Il faut aussi préciser que dès lors que vous aurez effectué une seule et unique opération de crédit ou de débit sur le compte bancaire étranger, vous serez considéré par la loi française comme utilisateur du compte et devrez alors en déclarer l’existence au fisc.

 

L’obligation de déclaration d’un compte étranger a récemment été étendue aux comptes considérés comme inactifs. Ce sont les comptes sur lesquels aucune opération, aucun mouvement, ni de débit ni de crédit, n’est effectué pendant l’année en cause.

 

Comment déclarer ses comptes étrangers ?

 

En principe, cette déclaration doit être faite chaque année au moment de la déclaration de revenus (pour les particuliers) ou de résultats (pour les sociétés ou associations) via le formulaire 3916 « déclaration d’un compte ouvert hors de France » ou sur papier libre (en reprenant toutes les mentions du formulaire précité).
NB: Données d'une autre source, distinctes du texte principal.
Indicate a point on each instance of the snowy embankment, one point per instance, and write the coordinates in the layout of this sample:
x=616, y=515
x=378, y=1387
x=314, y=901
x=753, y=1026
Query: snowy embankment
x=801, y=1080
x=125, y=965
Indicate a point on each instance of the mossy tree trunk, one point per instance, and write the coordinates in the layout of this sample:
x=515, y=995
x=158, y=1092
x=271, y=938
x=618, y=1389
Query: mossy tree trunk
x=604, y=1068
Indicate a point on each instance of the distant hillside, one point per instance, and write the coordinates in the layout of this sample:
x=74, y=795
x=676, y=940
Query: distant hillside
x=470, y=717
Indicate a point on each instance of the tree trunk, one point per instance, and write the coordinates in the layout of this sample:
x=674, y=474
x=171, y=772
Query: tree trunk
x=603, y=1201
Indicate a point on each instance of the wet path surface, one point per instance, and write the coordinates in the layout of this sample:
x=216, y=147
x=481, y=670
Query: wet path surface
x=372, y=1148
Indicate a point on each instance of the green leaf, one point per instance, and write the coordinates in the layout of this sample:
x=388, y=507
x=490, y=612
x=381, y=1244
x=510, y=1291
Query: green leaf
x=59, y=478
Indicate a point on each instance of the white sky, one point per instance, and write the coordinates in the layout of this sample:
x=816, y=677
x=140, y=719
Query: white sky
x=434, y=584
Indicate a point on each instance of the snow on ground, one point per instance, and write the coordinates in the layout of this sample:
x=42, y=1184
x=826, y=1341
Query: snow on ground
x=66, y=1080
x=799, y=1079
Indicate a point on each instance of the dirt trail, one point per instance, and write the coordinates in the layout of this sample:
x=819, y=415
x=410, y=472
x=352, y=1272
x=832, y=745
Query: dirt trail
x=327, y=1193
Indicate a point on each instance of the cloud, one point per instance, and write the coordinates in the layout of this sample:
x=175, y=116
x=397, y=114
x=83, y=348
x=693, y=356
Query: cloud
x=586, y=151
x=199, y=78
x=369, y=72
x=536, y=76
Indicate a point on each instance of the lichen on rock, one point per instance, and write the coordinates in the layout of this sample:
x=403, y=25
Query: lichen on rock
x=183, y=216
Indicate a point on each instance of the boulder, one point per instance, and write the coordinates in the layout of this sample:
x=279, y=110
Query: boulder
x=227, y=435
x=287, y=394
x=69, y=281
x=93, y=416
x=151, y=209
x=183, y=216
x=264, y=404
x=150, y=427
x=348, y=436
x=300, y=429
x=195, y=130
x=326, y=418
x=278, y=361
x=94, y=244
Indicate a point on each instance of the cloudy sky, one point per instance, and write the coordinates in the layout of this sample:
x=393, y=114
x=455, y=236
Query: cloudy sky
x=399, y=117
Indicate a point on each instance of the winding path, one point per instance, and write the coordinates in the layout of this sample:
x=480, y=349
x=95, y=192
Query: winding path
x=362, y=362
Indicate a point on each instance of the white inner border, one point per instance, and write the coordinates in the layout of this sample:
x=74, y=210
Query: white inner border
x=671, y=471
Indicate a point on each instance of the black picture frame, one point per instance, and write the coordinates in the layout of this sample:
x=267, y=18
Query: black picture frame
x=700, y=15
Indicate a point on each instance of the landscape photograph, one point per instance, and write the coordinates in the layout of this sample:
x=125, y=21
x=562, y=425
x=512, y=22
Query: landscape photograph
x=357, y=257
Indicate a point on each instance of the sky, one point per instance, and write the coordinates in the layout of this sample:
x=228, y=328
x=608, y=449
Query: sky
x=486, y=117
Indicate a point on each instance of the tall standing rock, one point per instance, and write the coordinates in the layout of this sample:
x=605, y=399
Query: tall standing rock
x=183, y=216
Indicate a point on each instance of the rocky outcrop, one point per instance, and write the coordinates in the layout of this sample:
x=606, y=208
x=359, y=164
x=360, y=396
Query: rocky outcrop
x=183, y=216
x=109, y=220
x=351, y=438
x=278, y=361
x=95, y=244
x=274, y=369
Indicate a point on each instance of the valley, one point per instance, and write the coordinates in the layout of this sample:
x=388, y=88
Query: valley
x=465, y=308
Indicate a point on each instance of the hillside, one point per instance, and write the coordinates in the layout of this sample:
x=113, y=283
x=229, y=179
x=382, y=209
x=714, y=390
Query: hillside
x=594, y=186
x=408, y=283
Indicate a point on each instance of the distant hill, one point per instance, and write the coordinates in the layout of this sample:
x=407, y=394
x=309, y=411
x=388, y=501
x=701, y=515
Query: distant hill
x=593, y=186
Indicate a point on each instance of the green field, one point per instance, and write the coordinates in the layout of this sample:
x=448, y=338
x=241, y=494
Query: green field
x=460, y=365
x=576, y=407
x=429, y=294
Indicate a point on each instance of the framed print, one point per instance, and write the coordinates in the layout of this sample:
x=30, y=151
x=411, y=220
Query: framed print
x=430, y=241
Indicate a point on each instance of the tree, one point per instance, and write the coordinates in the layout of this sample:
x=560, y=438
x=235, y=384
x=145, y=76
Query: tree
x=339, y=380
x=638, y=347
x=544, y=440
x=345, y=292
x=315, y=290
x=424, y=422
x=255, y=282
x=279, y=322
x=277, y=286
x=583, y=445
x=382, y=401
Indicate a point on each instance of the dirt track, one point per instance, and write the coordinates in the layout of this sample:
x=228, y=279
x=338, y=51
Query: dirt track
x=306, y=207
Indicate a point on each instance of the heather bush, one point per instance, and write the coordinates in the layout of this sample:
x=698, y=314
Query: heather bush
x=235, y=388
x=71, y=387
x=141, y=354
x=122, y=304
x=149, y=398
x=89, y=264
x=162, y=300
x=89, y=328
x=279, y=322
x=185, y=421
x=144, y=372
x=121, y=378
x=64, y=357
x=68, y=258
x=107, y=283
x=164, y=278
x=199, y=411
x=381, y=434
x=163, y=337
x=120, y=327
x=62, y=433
Concernant les particuliers, la case 8UU de la déclaration 2042 doit aussi être cochée.

 

Le numéro du ou des comptes, ses caractéristiques ainsi que les dates d’ouverture et de clôture doivent être indiqués dans cette déclaration. Cependant, le solde du compte ou les montants des produits encaissés (plus-values, intérêts etc.) ne doivent pas y être mentionnés.

 

Que faire si vous n’avez pas déclaré vos comptes étrangers ?

 

Si vous n’avez pas déclaré vos comptes étrangers dans les temps, c’est-à-dire au moment de votre déclaration de revenu ou de résultat, une régularisation est toujours possible. Pour constituer votre dossier de régularisation et vous accompagner dans vos démarches le recours à un professionnel semble préférable.
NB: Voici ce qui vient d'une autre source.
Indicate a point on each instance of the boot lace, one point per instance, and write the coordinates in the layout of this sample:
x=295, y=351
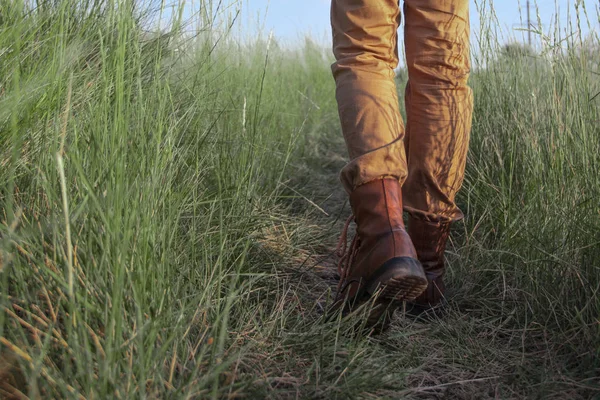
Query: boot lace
x=345, y=253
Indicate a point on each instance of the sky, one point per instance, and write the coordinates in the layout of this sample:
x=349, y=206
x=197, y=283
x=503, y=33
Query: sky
x=292, y=20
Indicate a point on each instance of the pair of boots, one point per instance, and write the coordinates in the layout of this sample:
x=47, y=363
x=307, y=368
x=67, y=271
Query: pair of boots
x=387, y=259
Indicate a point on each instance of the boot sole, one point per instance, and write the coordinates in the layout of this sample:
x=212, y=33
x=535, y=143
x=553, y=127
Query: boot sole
x=399, y=279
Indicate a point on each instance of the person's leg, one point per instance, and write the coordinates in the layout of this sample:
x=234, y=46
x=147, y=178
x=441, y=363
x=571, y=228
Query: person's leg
x=365, y=34
x=439, y=109
x=382, y=255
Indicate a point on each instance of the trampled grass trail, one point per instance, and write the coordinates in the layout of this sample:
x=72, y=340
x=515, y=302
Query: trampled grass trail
x=169, y=207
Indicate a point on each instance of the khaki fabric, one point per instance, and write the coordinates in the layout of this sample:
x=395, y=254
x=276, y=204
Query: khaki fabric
x=427, y=155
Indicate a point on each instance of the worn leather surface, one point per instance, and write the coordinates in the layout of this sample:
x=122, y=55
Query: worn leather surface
x=427, y=156
x=429, y=239
x=377, y=208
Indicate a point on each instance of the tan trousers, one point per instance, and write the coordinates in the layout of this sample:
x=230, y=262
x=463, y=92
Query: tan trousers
x=428, y=155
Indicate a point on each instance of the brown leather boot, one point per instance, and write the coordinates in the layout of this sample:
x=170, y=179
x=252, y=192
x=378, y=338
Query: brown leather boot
x=429, y=239
x=382, y=256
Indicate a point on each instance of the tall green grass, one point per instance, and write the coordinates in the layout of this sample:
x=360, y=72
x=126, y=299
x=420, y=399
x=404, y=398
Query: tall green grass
x=160, y=200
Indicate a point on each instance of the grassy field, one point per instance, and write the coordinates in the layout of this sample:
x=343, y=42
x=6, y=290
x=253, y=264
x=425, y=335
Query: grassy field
x=169, y=206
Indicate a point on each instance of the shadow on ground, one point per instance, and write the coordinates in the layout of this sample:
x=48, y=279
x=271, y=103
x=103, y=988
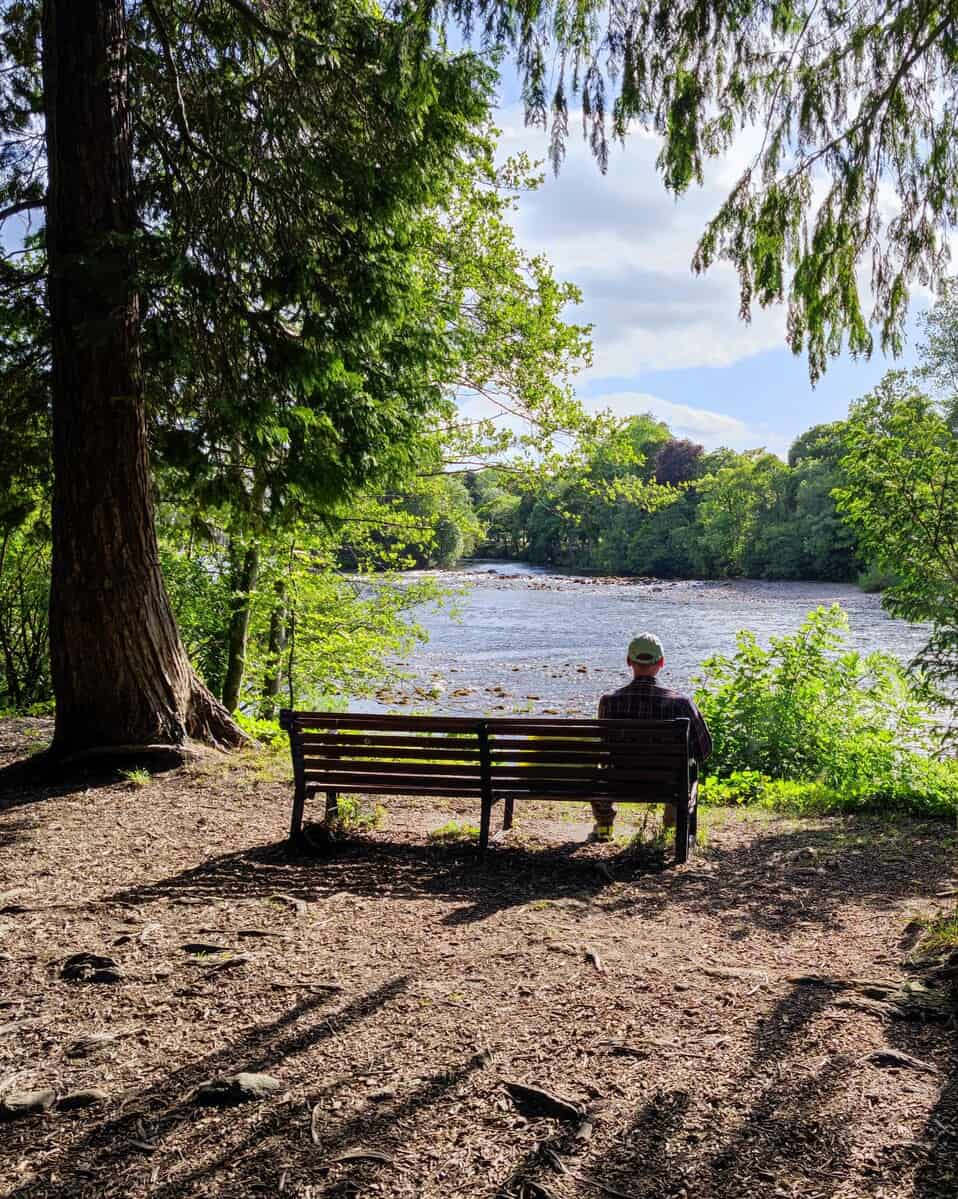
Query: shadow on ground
x=779, y=878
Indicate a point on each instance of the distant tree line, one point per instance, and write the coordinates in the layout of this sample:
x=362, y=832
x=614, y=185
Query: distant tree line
x=645, y=502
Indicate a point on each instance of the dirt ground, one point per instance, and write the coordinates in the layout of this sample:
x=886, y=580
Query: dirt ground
x=395, y=987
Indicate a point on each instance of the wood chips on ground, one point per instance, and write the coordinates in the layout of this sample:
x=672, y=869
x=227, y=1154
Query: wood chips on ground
x=395, y=988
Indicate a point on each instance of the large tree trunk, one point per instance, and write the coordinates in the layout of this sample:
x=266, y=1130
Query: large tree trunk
x=120, y=673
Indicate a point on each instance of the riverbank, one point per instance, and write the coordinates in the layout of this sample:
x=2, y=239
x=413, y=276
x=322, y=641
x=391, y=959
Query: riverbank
x=393, y=988
x=525, y=639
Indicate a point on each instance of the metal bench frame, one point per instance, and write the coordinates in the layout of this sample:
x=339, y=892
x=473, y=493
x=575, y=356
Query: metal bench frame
x=493, y=760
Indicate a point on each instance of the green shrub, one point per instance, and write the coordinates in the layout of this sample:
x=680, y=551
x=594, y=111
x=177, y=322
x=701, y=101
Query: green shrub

Cela vous évitera surement des allers-retours avec l’administration, une procédure qui traine, et donc possiblement des sanctions supplémentaires.

 

Il semble par ailleurs, dans la majorité des cas, recommandé de régulariser spontanément votre situation plutôt que d’attendre qu’une procédure fiscale soit un jour, peut-être, engagée par l’administration fiscale.

 

En effet, l’administration fiscale est toujours plus clémente face à la bonne foi du contribuable. Dans la majorité des cas, cela vous évitera des poursuites pénales pour fraude fiscale pouvant aller jusqu’à 2 000 000 d’euros et 7 ans d’emprisonnement.

 

S’agissant des sanctions fiscales, elles vous seront appliquées malgré votre bonne foi et une régularisation spontanée.

 

Elles seront cependant atténuées, puisque les rappels d’impôts liés au(x) compte(s) étranger(s) s’élèveront en principe à 40% au lieu d’en principe 80% en cas de procédure contentieuse engagée par l’administration fiscale. Aussi, le taux des intérêts de retard sera réduit.

 

Les amendes forfaitaires seront cependant maintenues au même montant que pour une procédure contentieuse à savoir 1500 euros par compte et par année et 10 000 euros par compte et par année s’il a été ouvert dans un pays qui n’a pas conclu de convention d’assistance administrative avec la France.